A Parisian named Nicholas Appert came up with the idea. A jack of all trades, Appert used his experience as a former candy maker, vintner, chef, brewer and pickle maker to perfect his technique. After experimenting for 15 years, Appert successfully preserved food by partially cooking it, sealing it in bottles with cork stoppers and immersing the bottles in boiling water. His theory of canning was all his own—Pasteur’s discoveries regarding bacteria were still almost a half-century away. But Appert assumed that, as with wine, exposure to air spoiled food. So food in an airtight container, with the air expelled through the boiling process, would stay fresh. It worked.
Samples of Appert’s preserved food were sent to sea with Napoleon’s troops for a little over four months. Partridges, vegetables, and gravy were among 18 different items sealed in glass containers.
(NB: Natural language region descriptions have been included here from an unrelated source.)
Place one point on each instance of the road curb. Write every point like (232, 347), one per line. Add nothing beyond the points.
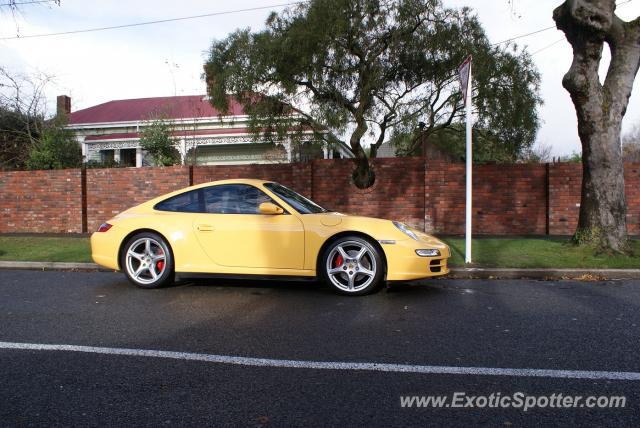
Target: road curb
(50, 266)
(584, 274)
(463, 273)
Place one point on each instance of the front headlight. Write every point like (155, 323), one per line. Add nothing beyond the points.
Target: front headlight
(405, 230)
(428, 253)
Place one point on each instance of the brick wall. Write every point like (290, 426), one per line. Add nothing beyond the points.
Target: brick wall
(112, 190)
(41, 201)
(508, 199)
(565, 186)
(398, 193)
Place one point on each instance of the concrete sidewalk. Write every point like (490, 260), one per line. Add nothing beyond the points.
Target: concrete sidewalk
(468, 273)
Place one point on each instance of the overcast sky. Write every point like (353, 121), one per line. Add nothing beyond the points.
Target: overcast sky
(166, 59)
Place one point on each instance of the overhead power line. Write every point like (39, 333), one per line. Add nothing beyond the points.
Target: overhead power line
(542, 30)
(523, 35)
(159, 21)
(18, 3)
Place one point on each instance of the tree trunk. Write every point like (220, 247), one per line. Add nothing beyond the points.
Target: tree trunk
(363, 176)
(588, 24)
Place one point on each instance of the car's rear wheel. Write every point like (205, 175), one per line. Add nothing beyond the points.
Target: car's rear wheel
(353, 266)
(147, 261)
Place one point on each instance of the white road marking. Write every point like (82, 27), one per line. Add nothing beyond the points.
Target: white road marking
(326, 365)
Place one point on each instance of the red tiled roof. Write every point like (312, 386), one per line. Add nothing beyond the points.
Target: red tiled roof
(188, 106)
(219, 131)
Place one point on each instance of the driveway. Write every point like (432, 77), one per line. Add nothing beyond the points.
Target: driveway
(256, 353)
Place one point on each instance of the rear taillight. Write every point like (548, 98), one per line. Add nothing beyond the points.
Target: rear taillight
(104, 227)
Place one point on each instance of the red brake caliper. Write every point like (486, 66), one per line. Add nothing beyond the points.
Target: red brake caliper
(160, 263)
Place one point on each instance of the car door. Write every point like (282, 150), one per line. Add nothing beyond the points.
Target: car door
(233, 233)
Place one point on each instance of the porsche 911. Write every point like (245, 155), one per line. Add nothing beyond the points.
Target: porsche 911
(256, 228)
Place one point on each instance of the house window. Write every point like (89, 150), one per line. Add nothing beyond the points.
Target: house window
(128, 157)
(106, 156)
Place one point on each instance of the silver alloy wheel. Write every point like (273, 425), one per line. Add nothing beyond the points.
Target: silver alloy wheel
(351, 266)
(146, 261)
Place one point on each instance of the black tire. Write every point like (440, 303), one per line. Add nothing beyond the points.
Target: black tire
(153, 261)
(348, 271)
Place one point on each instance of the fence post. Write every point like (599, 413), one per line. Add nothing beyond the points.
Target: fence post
(83, 196)
(547, 184)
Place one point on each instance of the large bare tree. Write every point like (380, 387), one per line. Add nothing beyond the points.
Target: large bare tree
(600, 107)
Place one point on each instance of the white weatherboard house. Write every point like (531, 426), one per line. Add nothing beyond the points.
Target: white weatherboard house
(111, 131)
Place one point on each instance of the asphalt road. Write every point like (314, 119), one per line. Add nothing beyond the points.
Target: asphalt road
(565, 325)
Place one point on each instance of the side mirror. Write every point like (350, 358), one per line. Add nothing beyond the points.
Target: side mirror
(269, 208)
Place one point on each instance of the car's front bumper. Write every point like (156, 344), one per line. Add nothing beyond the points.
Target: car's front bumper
(403, 264)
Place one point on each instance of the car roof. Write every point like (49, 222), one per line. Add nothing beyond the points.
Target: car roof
(252, 181)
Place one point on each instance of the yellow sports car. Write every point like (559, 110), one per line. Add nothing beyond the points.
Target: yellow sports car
(255, 227)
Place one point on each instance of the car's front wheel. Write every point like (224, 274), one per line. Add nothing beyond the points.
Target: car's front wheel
(353, 266)
(147, 261)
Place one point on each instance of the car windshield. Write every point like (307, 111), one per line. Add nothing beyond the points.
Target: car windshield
(296, 200)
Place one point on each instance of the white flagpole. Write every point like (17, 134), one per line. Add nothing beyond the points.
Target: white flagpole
(467, 251)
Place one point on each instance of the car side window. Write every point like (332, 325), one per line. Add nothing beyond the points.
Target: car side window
(234, 199)
(188, 202)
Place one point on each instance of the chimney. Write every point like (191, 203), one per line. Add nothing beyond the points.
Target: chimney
(63, 106)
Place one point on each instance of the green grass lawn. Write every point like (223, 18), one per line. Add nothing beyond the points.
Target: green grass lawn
(489, 252)
(45, 249)
(539, 253)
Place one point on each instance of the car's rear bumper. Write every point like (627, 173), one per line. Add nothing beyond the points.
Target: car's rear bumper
(105, 247)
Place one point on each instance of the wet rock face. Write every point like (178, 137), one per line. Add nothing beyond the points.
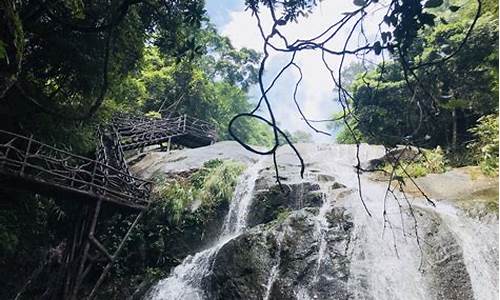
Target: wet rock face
(269, 203)
(445, 264)
(243, 267)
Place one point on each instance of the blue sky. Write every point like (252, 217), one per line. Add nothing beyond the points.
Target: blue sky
(315, 95)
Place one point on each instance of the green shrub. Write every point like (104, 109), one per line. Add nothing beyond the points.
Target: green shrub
(485, 144)
(429, 162)
(212, 184)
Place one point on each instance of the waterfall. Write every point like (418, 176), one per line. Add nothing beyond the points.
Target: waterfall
(333, 249)
(184, 283)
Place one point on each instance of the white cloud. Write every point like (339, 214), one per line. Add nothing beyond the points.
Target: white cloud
(316, 90)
All retained their freshness. “Not a single substance had undergone the least change at sea,” Appert wrote of the trial. He was awarded the prize in 1810 by the Emperor himself. Like all good national heroes, Appert soon wrote a book called The Book of All Households: or The Art of Preserving Animal and Vegetable Substances for Many Years. It described in detail the process for canning more than 50 foods and was widely relied upon.
Later that year, an Englishman named Peter Durand was granted a patent from King George III for the idea of preserving food in “vessels of glass, pottery, tin or other metals or fit materials.” Durand intended to surpass Appert and fashion containers out of tinplate. Made of iron coated with tin to prevent rusting and corrosion, tinplate could be sealed and made airtight but was not breakable like glass. A cylindrical canister and soldered lid would be much easier to handle than a fragile bottle with an unreliable cork.
Bryan Donkin and John Hall, used Durand’s patent and, after more than a year of experimentation, set up the first commercial canning factory using tinplate cans in Bermondsey, England in 1812. If the French military was to travel farther and longer on their provisions, then the British needed to be able to do so as well. By 1813, Donkin’s tins of preserved food were supplying the British army and navy. The Royal Navy used as many as 24,000 large cans—nearly 40,000 pounds—on its ships each year by 1818. The nutritious canned vegetables were a great relief to sailors who previously had relied on live cargo or salted meat and were often plagued by debilitating scurvy. It was believed that the salt caused the condition, when it was actually because the salt-cured foods lost most of their vitamins and nutrients in the preservation process.